TLRs are well-characterized innate immune receptors that are emerging as nutrient sensors and key players in metabolic inflammation. TLR2/4 activation in obesity and associated metabolic syndrome is followed by triggering of dynamic signaling cascades leading to the release of proinflammatory mediators64. Of note, the upregulation of TLR4 has been reported to contribute to cardiac failure and was associated with hypertension65. Indeed, within our healthy obese population, we found that the circulatory CD14+TLR4+ monocyte subset independently predicted the VEGF secretion, which is a protein known to accelerate the development of cardiac dysfunction66. Furthermore, elevated plasma levels of VEGF are critical in cardiac vascularization and function and its expression is essential for the regulation of coronary microvasculature during changes in oxygen needs67. The VEGF expression and secretion in coronary microvascular endothelial cells and cardiomyocytes subjected to stretch was upregulated68,69. Notably, VEGF upregulation was also found to be associated with the activation of inflammatory and oxidative stress signaling pathways including TLR4/NF-κB and HIF1α, respectively70,71. Together, our data support a risk model for the healthy obese population wherein chronically elevated RHR per se may be a risk factor or early sign of cardiovascular pathologies.

Conclusions

Our data show that in healthy obese individuals, elevated RHR is independently associated with diastolic blood pressure and total cholesterol levels.
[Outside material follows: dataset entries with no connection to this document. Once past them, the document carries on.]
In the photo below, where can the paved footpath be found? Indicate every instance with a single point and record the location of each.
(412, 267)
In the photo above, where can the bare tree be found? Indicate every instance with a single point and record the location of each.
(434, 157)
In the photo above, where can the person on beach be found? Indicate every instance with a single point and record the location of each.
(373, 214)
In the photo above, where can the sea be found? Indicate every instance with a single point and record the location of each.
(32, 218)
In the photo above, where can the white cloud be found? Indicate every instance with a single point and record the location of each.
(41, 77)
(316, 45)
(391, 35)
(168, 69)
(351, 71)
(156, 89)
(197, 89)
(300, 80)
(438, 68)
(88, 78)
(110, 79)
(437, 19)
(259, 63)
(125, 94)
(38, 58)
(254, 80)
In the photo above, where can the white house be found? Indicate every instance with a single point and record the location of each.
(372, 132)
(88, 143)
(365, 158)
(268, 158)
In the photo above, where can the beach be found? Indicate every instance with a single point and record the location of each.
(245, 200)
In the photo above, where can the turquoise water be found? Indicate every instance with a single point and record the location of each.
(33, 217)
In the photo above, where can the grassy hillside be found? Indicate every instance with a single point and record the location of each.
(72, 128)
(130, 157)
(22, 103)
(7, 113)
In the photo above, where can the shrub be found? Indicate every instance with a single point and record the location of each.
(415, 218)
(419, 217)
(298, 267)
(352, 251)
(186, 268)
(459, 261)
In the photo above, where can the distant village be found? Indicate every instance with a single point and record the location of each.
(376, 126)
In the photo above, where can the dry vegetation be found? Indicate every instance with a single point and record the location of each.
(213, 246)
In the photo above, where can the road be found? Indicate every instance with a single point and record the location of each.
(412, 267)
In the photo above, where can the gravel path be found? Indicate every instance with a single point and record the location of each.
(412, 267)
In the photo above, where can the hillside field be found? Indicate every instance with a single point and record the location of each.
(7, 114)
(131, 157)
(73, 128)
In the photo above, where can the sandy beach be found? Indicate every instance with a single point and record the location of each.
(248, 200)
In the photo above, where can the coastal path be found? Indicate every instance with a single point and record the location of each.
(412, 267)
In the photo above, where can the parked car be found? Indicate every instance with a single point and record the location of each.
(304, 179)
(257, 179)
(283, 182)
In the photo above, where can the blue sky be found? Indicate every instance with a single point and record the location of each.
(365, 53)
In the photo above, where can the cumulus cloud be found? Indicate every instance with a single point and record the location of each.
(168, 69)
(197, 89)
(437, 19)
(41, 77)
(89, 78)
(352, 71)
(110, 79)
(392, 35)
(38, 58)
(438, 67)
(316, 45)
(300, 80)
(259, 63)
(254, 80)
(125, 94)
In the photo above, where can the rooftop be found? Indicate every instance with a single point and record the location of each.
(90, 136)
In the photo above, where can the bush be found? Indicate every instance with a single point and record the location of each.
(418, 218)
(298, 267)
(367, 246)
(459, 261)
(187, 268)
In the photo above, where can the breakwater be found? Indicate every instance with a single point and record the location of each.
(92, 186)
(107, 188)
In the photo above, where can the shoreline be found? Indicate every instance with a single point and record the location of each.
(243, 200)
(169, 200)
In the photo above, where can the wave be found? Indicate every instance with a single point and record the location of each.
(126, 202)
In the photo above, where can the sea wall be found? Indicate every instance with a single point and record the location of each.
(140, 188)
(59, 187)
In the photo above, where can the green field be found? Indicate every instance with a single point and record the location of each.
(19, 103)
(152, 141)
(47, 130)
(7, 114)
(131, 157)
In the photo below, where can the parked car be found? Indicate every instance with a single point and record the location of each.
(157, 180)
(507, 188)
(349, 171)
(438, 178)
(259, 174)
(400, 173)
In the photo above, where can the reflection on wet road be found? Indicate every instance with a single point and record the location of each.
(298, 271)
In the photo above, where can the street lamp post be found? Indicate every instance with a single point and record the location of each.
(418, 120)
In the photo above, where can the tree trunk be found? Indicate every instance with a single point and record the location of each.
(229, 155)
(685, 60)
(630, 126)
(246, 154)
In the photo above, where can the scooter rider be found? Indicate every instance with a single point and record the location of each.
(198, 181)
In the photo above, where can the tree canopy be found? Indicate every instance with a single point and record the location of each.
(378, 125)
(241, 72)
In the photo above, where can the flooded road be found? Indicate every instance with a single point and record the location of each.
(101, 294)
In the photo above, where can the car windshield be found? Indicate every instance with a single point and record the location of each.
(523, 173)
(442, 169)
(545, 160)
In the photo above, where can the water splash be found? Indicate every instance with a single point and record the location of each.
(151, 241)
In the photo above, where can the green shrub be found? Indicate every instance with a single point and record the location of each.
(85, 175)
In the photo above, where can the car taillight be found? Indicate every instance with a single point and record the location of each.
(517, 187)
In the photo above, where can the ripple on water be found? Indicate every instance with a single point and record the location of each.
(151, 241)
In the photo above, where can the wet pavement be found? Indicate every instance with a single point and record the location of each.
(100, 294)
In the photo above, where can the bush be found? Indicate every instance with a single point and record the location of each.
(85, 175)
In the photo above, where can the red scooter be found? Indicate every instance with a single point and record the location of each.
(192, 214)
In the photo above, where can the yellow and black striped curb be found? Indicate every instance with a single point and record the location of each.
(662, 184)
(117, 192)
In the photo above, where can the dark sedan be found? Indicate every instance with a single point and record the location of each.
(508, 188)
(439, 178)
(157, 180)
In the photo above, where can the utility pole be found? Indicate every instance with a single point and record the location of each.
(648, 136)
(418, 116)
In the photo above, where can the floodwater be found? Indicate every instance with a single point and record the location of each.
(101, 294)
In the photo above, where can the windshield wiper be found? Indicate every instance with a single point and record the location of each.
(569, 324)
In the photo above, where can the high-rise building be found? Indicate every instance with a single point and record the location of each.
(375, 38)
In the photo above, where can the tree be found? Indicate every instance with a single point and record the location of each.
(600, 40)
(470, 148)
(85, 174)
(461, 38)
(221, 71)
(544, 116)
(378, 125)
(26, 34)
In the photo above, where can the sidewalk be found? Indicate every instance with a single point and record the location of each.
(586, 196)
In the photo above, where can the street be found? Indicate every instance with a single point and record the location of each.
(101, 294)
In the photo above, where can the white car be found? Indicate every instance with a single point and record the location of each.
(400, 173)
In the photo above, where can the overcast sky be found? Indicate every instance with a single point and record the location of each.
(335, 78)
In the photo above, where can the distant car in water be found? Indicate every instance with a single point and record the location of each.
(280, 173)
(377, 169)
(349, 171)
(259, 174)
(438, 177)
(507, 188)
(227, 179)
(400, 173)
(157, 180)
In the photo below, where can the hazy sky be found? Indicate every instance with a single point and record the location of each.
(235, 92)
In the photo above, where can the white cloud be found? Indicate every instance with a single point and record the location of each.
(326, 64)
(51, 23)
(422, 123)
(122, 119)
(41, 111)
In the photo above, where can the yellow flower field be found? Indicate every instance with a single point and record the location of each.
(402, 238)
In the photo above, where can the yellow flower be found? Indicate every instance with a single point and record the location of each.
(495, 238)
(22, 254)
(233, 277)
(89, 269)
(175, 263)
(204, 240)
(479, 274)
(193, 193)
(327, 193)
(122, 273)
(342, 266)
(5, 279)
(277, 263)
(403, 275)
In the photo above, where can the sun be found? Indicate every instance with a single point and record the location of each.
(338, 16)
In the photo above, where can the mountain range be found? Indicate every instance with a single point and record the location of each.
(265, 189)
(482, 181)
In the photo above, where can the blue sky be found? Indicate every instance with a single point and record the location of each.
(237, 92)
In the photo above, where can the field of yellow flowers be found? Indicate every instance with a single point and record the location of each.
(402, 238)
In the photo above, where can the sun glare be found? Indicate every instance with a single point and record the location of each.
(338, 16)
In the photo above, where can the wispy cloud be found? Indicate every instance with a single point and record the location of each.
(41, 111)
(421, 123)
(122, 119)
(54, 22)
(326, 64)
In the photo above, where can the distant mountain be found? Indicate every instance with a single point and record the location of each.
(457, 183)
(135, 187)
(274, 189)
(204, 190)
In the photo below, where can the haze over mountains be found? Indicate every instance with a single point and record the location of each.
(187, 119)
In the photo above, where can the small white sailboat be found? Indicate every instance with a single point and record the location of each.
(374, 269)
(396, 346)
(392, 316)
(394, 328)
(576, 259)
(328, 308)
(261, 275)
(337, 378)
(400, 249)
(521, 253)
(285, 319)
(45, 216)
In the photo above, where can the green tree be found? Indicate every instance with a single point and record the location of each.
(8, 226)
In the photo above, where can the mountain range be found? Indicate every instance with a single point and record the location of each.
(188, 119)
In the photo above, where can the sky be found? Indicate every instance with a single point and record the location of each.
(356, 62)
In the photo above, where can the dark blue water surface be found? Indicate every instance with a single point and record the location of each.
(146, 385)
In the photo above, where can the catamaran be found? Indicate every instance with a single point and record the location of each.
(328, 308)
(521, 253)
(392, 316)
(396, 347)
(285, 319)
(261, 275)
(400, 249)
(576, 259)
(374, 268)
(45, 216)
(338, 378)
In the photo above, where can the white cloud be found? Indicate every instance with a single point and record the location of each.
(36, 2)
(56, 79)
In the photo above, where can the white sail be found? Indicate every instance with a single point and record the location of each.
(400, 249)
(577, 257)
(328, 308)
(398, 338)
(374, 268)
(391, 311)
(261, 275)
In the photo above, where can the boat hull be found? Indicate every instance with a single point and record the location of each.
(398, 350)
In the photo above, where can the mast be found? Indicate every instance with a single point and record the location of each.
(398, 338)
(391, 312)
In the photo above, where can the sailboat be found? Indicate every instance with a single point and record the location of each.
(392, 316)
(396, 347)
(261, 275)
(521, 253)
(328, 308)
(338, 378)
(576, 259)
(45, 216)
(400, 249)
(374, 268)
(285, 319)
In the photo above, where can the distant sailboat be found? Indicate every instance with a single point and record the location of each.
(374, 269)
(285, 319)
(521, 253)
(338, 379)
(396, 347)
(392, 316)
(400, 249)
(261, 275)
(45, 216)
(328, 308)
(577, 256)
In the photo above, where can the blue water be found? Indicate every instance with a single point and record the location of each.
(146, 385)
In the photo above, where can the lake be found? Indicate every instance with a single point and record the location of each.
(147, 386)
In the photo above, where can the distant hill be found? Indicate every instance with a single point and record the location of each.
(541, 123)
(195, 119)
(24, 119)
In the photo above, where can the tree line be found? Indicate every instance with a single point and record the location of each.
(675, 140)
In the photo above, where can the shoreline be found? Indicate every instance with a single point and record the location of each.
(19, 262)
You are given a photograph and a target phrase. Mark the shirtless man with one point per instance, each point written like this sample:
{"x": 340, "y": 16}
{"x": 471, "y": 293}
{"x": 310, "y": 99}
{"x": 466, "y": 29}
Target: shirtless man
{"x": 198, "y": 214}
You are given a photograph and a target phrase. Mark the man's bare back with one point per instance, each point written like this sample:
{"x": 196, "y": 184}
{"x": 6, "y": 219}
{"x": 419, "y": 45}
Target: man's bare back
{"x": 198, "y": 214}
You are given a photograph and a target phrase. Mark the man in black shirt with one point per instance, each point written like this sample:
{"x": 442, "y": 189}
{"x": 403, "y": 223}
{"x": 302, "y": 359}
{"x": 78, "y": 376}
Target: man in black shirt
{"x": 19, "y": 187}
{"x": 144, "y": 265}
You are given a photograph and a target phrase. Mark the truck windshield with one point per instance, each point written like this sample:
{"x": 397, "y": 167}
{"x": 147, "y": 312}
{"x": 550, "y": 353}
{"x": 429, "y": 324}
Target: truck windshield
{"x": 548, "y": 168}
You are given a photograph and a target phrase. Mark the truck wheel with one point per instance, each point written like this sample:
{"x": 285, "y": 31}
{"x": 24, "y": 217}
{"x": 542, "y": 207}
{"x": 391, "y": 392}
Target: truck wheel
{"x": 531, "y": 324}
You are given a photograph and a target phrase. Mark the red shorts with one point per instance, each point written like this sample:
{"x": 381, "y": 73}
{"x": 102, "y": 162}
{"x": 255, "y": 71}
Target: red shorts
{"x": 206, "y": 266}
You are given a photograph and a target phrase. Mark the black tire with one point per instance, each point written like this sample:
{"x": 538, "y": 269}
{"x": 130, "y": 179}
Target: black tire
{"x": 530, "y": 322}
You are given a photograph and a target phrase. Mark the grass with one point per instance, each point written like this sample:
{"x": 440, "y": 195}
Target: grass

RHR also correlated positively with proinflammatory M1 monocytes, activated CD8+ T lymphocytes, and peripheral levels of important inflammatory mediators. In our study cohort, increased circulatory VEGF levels predicted the elevated RHR whereas, CD14+TLR4+ monocyte subset was found to be independently associated with VEGF expression in these individuals. As implied from these data, tracking and monitoring changes in the RHR could be used as a useful and non-invasive clinical indicator to identify the obese individuals at risk of sub-clinical inflammation and ensuing cardiovascular events.